From this principle, all of life and physics may be deduced.
 
G

gabriele renzi

Ara.T.Howard ha scritto:
plus dirwatch is really designed to setup a processing system
which
runs external programs on files as they arrive in directories vs. running a
ruby block or some such.

I don't know the internals nor the api for dirwatch, but could ypu
explain where the difference would be ?
 
A

Ara.T.Howard

Ara.T.Howard ha scritto:
plus dirwatch is really designed to setup a processing system

I don't know the internals nor the api for dirwatch, but could ypu explain
where the difference would be ?

well, dirwatch is an application vs. and api. so you don't have something
like

open('directory').on('created') do |file|
puts "#{ file } created"
end

or however you might imagine an api for watching directory events...

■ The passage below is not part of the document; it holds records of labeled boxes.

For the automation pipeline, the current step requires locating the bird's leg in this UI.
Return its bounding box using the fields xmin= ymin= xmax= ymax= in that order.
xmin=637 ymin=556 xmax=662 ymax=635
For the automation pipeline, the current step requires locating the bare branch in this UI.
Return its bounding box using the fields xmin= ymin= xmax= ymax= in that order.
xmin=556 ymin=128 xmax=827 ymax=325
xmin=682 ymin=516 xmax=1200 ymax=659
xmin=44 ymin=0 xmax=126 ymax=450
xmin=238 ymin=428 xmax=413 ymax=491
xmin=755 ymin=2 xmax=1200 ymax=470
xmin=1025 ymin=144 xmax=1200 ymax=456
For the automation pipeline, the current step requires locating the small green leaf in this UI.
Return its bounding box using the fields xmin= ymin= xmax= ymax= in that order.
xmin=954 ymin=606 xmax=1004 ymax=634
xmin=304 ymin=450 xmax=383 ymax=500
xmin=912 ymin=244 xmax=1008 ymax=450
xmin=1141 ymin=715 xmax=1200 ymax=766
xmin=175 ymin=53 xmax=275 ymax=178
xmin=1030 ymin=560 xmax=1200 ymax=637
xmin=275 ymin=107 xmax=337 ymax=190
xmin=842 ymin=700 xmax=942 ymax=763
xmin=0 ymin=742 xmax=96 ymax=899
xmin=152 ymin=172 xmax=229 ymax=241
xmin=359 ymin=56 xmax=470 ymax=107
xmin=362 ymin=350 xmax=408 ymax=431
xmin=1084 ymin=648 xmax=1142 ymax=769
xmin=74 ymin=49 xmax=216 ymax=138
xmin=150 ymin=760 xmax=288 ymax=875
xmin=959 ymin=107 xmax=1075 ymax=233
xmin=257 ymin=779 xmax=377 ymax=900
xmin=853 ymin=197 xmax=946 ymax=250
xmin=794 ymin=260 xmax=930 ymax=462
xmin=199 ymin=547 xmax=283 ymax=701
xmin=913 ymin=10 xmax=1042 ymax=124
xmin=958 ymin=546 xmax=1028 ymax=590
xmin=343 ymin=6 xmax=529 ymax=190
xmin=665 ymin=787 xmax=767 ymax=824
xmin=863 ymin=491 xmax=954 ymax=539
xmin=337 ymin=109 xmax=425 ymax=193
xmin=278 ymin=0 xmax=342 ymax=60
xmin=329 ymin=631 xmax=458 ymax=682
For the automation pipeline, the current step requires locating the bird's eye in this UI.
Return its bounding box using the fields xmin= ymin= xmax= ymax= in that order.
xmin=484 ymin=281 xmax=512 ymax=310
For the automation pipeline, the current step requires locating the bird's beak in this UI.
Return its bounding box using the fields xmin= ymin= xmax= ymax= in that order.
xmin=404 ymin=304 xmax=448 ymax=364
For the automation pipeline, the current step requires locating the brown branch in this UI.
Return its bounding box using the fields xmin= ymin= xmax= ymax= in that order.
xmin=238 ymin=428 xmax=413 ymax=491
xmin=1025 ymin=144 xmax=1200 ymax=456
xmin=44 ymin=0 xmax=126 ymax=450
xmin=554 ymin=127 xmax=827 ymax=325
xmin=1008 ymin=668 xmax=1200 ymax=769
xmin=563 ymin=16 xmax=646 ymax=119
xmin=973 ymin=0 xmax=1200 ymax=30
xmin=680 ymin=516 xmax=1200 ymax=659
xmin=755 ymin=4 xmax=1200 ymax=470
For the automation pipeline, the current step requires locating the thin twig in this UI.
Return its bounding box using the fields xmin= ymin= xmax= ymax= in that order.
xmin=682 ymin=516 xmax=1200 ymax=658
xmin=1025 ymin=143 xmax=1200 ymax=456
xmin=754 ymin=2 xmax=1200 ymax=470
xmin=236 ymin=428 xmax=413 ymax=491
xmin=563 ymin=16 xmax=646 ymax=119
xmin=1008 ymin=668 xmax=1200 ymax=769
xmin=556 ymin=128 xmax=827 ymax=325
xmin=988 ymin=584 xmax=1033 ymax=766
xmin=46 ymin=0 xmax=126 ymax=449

with dirwatch, which is a command line tool, you'd do something like this to
setup a watch

~ > dirwatch some_directory create

this initializes an sqlite database, config files, log files, generates sample
scripts, etc. all this will end up in ./some_directory/.dirwatch/. example:

jib:~ > mkdir some_directory

jib:~ > dirwatch some_directory/ create
---
/home/ahoward/some_directory:
dirwatch_dir : /home/ahoward/some_directory/.dirwatch
db : /home/ahoward/some_directory/.dirwatch/db
logs_dir : /home/ahoward/some_directory/.dirwatch/logs
config : /home/ahoward/some_directory/.dirwatch/dirwatch.conf
commands_dir : /home/ahoward/some_directory/.dirwatch/commands


if we peeked in dirwatch.conf we'd see something like
...
...
...
actions:
updated :
-
command: simple.sh
type: simple
pattern: ^.*$
timing: sync
-
command: yaml.rb
type: simple
pattern: ^.*$
timing: sync
...
...
...

(did i mention i love yaml? ;-) )

the 'actions' section is where you setup what to do on certain events. the
possible events are 'created', 'modified', 'deleted', or 'existing' (all of
which are pretty obvious) and the action 'updated' which is the union of
'created' or 'modified'. so this config is saying that, whenever a file is
updated we'll run two commands 'simple.sh' and 'yaml.rb'. note that a list of
commands can be specified - they will be run in that order. the list of
commands themselves are configured with a few paramters

command:

the command to run. the .dirwatch/commands_dir/ is pre-pended to PATH
when running commands so it's convenient to put them there. the
example/auto-generated commands are in that directory.

type:

this is the calling convention. for example simple commands are called
like

simple.sh file_that_was_updated mtime_of_that_file

and is called once for each file. yaml commands are called like

yaml.rb < (list of __every__ updated file and it's mtime on stdin in yaml format)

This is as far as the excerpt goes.